Higher reps with lighter weight builds muscular endurance and improves conditioning. This range is good for joint health and building work capacity.
General guideline: 3-4 sets of 6-10 reps. Rest 60-90s.
MySetPlan places Jump Squat inside a complete workout — with the right sets, reps, rest periods, and a progression you can follow week to week.
Sample workout
MySetPlan guides you set by set, times your rest, lets you swap if equipment is busy, and tells you what to do next.
Try Gym Mode FreeMySetPlan picks the right exercises for your goals — like the Jump Squat — and builds them into a monthly program. Every set, every rep, planned out.
Take the Free Quiz2-minute quiz · No charge for 7 days
Jump Squat
Demo coming soon
Frequently Asked Questions About the Jump Squat
The Jump Squat primarily targets the Quadriceps, Glutes, making it an effective exercise for quadriceps development. Secondary muscles worked during the Jump Squat include Calves, Hamstrings, providing additional training stimulus. Stabilizer muscles engaged include Core.
The Jump Squat is rated as intermediate difficulty, meaning it requires some training experience. Athletes and those wanting explosive power. Focus on proper technique and consider starting with easier variations.
For the Jump Squat, the recommended approach depends on your goals. 3-4 sets of 6-10 reps. Rest 60-90s. For strength, use 3-5 reps. For muscle growth, perform 6-10 reps. For endurance, complete 10-15 reps.
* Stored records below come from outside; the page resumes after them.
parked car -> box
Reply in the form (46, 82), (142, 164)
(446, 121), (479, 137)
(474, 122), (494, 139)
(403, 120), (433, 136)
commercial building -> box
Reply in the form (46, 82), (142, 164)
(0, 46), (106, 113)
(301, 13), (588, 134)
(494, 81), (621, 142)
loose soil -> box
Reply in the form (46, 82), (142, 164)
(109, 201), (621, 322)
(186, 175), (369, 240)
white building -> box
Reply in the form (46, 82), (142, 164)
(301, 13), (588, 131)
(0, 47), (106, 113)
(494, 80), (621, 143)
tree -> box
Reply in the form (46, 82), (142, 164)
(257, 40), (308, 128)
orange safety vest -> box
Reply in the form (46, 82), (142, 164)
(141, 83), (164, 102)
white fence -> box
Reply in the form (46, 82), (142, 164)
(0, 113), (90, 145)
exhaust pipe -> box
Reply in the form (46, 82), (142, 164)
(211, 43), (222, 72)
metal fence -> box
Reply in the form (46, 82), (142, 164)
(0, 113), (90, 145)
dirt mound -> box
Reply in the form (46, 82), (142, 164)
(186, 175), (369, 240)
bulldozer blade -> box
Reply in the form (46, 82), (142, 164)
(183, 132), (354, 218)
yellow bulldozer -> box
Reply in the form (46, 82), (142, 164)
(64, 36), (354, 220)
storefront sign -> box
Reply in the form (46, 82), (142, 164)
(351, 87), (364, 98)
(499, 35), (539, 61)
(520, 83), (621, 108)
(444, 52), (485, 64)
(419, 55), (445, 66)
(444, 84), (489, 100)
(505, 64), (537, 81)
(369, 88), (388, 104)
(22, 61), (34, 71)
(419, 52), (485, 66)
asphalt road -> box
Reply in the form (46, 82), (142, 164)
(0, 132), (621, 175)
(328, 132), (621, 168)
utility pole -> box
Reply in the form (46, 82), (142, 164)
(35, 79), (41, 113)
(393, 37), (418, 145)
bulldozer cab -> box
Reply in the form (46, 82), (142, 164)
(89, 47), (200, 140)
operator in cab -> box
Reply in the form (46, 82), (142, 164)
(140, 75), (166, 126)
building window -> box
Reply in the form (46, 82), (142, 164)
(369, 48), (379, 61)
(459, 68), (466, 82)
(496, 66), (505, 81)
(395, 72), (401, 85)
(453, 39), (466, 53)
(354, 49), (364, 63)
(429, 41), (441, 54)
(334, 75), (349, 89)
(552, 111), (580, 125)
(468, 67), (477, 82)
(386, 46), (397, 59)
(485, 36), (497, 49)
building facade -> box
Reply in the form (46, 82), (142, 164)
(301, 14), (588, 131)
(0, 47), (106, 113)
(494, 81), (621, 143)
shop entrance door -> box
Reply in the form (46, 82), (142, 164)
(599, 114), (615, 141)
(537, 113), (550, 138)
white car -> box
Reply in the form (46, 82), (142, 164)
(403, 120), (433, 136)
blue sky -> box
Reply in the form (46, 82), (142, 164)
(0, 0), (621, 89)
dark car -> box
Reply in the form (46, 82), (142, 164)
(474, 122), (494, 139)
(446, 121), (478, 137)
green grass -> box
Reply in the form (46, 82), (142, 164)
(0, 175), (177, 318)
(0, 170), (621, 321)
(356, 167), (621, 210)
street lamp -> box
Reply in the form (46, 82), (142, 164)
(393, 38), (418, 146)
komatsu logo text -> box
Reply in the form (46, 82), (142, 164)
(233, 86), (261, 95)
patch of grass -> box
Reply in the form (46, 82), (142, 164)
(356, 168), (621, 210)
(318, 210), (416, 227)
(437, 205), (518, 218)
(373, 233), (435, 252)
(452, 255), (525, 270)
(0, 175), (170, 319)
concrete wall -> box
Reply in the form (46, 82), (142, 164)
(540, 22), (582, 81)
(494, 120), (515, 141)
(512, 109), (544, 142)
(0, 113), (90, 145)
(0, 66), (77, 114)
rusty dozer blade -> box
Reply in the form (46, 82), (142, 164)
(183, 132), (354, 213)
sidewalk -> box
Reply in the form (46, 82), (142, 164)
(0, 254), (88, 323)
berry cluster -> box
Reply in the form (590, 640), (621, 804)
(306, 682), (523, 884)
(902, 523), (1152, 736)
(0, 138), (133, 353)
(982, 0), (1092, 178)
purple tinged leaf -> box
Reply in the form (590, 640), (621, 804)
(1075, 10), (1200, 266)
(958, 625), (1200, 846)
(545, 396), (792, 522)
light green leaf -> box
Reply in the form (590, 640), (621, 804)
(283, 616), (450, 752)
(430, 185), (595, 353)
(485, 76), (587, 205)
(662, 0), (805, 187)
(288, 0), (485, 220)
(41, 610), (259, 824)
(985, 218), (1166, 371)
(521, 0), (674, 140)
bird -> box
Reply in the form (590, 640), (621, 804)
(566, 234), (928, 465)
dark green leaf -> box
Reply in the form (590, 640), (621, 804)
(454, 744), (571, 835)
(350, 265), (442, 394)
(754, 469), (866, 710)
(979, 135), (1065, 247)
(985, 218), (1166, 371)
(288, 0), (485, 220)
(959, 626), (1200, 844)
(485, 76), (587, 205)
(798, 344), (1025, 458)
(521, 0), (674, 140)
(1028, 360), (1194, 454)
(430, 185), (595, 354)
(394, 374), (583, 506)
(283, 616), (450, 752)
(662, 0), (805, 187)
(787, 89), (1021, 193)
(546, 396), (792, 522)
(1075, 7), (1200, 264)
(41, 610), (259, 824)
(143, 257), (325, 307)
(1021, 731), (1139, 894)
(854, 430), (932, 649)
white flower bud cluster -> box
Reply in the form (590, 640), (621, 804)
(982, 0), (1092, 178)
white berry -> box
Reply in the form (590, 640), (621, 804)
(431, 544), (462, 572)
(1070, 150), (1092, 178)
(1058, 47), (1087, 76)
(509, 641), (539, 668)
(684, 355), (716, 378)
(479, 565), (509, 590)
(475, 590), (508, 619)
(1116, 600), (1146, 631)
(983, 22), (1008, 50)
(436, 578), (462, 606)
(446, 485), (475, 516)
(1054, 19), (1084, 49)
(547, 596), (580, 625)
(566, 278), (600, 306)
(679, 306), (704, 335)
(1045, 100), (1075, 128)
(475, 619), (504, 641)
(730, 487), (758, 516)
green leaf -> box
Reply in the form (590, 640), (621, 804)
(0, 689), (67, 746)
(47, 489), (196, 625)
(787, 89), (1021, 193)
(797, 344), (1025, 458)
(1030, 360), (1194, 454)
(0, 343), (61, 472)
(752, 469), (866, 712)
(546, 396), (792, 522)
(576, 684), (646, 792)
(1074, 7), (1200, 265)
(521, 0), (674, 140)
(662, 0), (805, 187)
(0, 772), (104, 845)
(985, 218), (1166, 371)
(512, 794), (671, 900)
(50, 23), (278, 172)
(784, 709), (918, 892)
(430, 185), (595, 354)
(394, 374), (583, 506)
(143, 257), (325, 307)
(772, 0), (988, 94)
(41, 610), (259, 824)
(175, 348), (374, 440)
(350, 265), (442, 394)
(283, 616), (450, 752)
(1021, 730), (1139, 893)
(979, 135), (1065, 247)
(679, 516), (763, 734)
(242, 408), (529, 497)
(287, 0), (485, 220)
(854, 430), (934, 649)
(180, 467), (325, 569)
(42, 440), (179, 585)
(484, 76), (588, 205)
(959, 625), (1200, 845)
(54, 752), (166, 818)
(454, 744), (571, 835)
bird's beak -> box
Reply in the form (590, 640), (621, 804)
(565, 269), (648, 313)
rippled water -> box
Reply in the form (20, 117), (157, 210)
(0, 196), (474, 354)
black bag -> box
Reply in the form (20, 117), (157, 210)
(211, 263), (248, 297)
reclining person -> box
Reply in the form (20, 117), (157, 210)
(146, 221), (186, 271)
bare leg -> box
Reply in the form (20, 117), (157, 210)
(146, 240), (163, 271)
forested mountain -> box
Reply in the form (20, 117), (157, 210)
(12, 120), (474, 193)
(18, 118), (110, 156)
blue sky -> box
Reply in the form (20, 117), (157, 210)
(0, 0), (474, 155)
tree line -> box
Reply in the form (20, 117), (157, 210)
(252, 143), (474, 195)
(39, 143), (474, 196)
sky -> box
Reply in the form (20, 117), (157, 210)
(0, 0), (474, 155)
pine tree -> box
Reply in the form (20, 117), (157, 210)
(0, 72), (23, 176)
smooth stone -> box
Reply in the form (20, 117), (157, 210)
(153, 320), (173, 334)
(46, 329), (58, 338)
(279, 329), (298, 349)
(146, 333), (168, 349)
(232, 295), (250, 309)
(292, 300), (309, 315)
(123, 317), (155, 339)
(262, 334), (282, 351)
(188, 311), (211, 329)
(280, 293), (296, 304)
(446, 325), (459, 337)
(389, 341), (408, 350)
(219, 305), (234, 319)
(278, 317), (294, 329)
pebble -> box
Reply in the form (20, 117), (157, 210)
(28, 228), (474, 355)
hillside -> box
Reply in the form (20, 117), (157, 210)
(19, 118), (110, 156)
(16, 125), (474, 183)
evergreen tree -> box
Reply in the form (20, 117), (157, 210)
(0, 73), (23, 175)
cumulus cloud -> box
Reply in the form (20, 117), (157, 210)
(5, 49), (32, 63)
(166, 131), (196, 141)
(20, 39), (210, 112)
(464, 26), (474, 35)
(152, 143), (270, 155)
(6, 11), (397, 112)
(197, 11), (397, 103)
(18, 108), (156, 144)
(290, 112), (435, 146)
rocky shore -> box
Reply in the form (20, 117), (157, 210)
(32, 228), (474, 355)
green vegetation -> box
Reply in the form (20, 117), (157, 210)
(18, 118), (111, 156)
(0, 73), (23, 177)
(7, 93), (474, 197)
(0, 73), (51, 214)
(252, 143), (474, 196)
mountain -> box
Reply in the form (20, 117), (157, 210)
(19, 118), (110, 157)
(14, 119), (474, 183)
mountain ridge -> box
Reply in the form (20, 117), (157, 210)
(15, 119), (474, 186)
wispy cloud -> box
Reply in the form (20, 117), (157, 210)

Yes, the Jump Squat can be done at home with no equipment. It requires minimal space and is a great option for home workouts targeting quadriceps.
Good alternatives to the Jump Squat include: Box Jump, Barbell Back Squat. These exercises target similar muscle groups as the Jump Squat and can be used as substitutes based on your equipment availability, gym setup, or training preferences.